This is something I hear a lot of and it frustrates me as much as this pane of glass does that lion. People tend to sigh and mutter “it wasn’t meant to be” whenever something fails or goes wrong or just doesn’t turn out the way they’d hoped or expected. For trivial things like missing the bus, losing a game of cards or hoovering up your phone charger, then “it wasn’t meant to be” can easily be roughly translated to “never mind” or, a favourite of mine, “fuck it”. And that’s fine. But for more worthwhile or important matters; you didn’t win that pitch, or hit your sales targets, or you missed out on your bonus, or you didn’t get that job, or you shit yourself in public, then brushing it off, shrugging your shoulders and muttering “it wasn’t meant to be” is an admission of denial.
This psychological projection is a failure to admit that you done something wrong. You made a mistake. You cocked up. You or your ideas weren’t quite good enough this time. You didn’t do as well as you could have or should have. Using this phrase completely fails to acknowledge the fact that you played a part in whatever it was that happened. It brushes off any kind of responsibility or accountability and, more importantly, it blatantly dismisses any opportunity to learn from your mistakes.
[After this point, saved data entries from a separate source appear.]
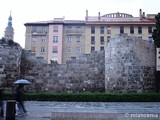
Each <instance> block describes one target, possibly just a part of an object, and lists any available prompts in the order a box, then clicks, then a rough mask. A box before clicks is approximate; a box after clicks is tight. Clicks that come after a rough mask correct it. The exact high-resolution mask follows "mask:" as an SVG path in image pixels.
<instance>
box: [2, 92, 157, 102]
mask: <svg viewBox="0 0 160 120" xmlns="http://www.w3.org/2000/svg"><path fill="white" fill-rule="evenodd" d="M25 98H26V101H68V102H160V93H25ZM5 99H6V100H7V99H14V97H13V95H12V94H10V93H6V94H5Z"/></svg>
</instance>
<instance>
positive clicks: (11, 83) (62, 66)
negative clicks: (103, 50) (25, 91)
mask: <svg viewBox="0 0 160 120" xmlns="http://www.w3.org/2000/svg"><path fill="white" fill-rule="evenodd" d="M17 79H27V80H29V81H31V85H27V86H26V89H27V90H28V91H29V92H56V93H59V92H67V93H72V92H105V91H106V92H143V91H152V90H154V89H155V49H154V44H153V43H152V41H145V40H142V39H140V38H137V37H130V36H127V35H126V34H120V35H117V36H115V38H113V39H111V40H110V41H109V43H108V45H107V47H106V49H105V51H101V52H93V53H91V54H80V55H79V56H78V57H77V58H72V59H71V60H69V61H67V62H66V64H60V65H59V64H57V63H53V64H47V62H46V61H45V60H44V59H43V58H41V57H36V56H35V54H34V53H32V52H31V51H29V50H24V49H22V48H21V47H20V46H19V45H18V44H14V45H8V44H6V43H5V44H4V43H2V42H1V41H0V86H1V87H5V88H8V89H12V88H13V87H15V85H14V84H13V82H14V81H16V80H17Z"/></svg>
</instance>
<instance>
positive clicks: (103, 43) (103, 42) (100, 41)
mask: <svg viewBox="0 0 160 120" xmlns="http://www.w3.org/2000/svg"><path fill="white" fill-rule="evenodd" d="M100 43H101V45H104V36H101V37H100Z"/></svg>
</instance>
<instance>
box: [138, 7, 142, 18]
mask: <svg viewBox="0 0 160 120" xmlns="http://www.w3.org/2000/svg"><path fill="white" fill-rule="evenodd" d="M139 18H140V19H142V9H139Z"/></svg>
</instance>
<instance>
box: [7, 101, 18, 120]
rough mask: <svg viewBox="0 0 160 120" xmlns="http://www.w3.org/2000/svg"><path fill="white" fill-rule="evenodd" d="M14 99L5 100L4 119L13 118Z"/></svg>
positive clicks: (14, 119)
mask: <svg viewBox="0 0 160 120" xmlns="http://www.w3.org/2000/svg"><path fill="white" fill-rule="evenodd" d="M15 103H16V101H15V100H7V106H6V120H15V113H16V110H15Z"/></svg>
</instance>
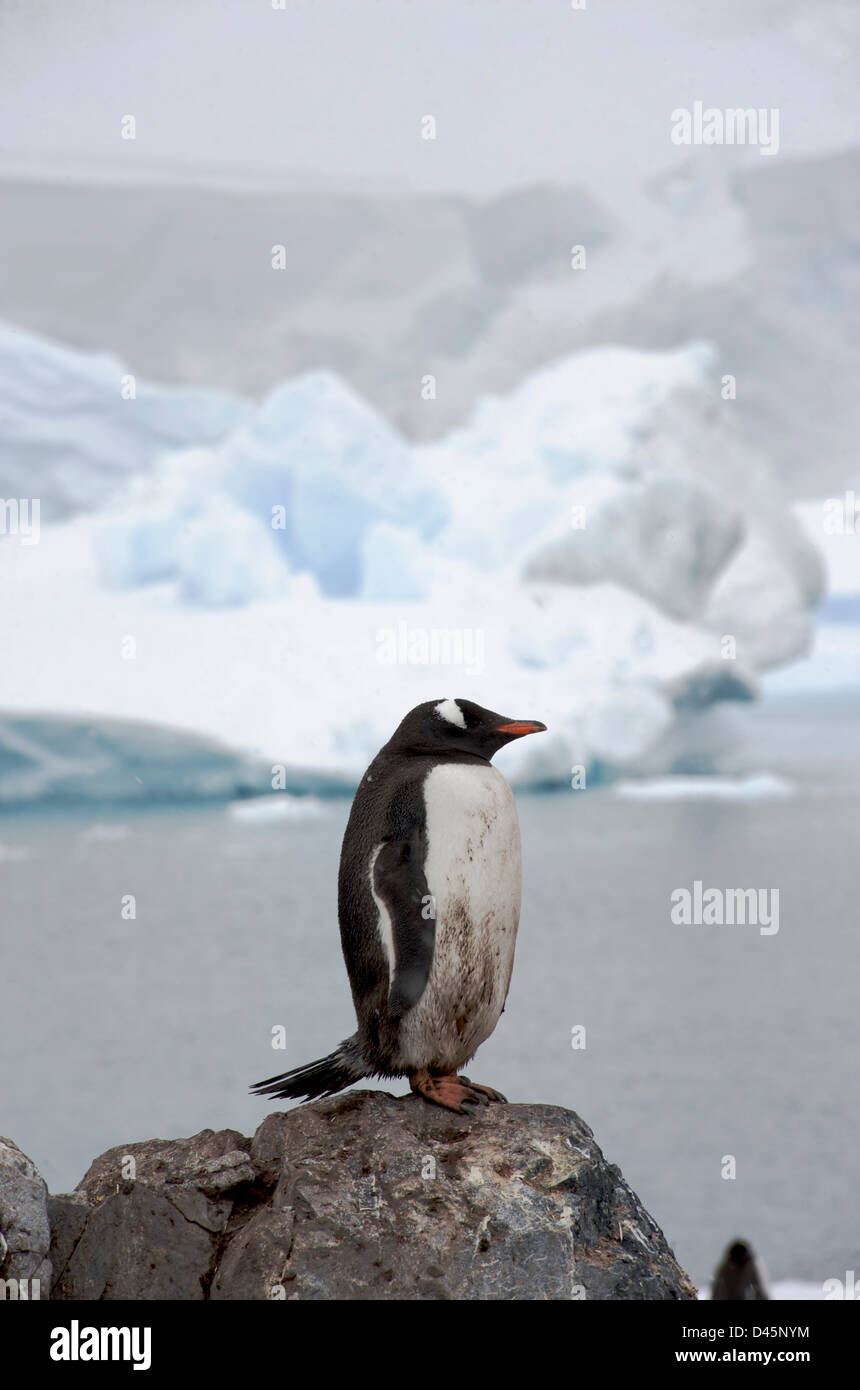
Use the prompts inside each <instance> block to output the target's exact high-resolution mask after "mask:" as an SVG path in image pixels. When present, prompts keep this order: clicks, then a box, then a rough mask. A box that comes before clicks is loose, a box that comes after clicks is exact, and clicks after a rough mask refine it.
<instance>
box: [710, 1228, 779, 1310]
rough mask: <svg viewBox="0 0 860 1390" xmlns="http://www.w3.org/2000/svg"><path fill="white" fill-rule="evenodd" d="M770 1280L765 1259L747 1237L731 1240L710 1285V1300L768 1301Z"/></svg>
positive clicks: (769, 1297)
mask: <svg viewBox="0 0 860 1390" xmlns="http://www.w3.org/2000/svg"><path fill="white" fill-rule="evenodd" d="M768 1301H770V1279H768V1275H767V1269H766V1268H764V1264H763V1261H761V1259H760V1258H759V1255H756V1252H754V1251H753V1248H752V1245H750V1244H749V1241H746V1240H732V1241H731V1244H729V1245H728V1247H727V1250H725V1254H724V1255H722V1259H721V1262H720V1266H718V1269H717V1273H716V1275H714V1283H713V1287H711V1302H768Z"/></svg>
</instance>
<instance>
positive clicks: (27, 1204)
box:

It doesn’t matter if you think there’s some crazy, all-powerful force at play in your life preventing you from accomplishing your goals, hampering your hopes and demolishing your dreams, but please don’t do yourself an injustice by avoiding the opportunity to recognise the reasons why you failed, then learn and improve so that you do better next time. Don’t lie to yourself as if there’s nothing you could have done or can change next time. You can’t bullshit a bullshitter.
The same goes for the saying “it was meant to be”. Come on, give yourself some credit.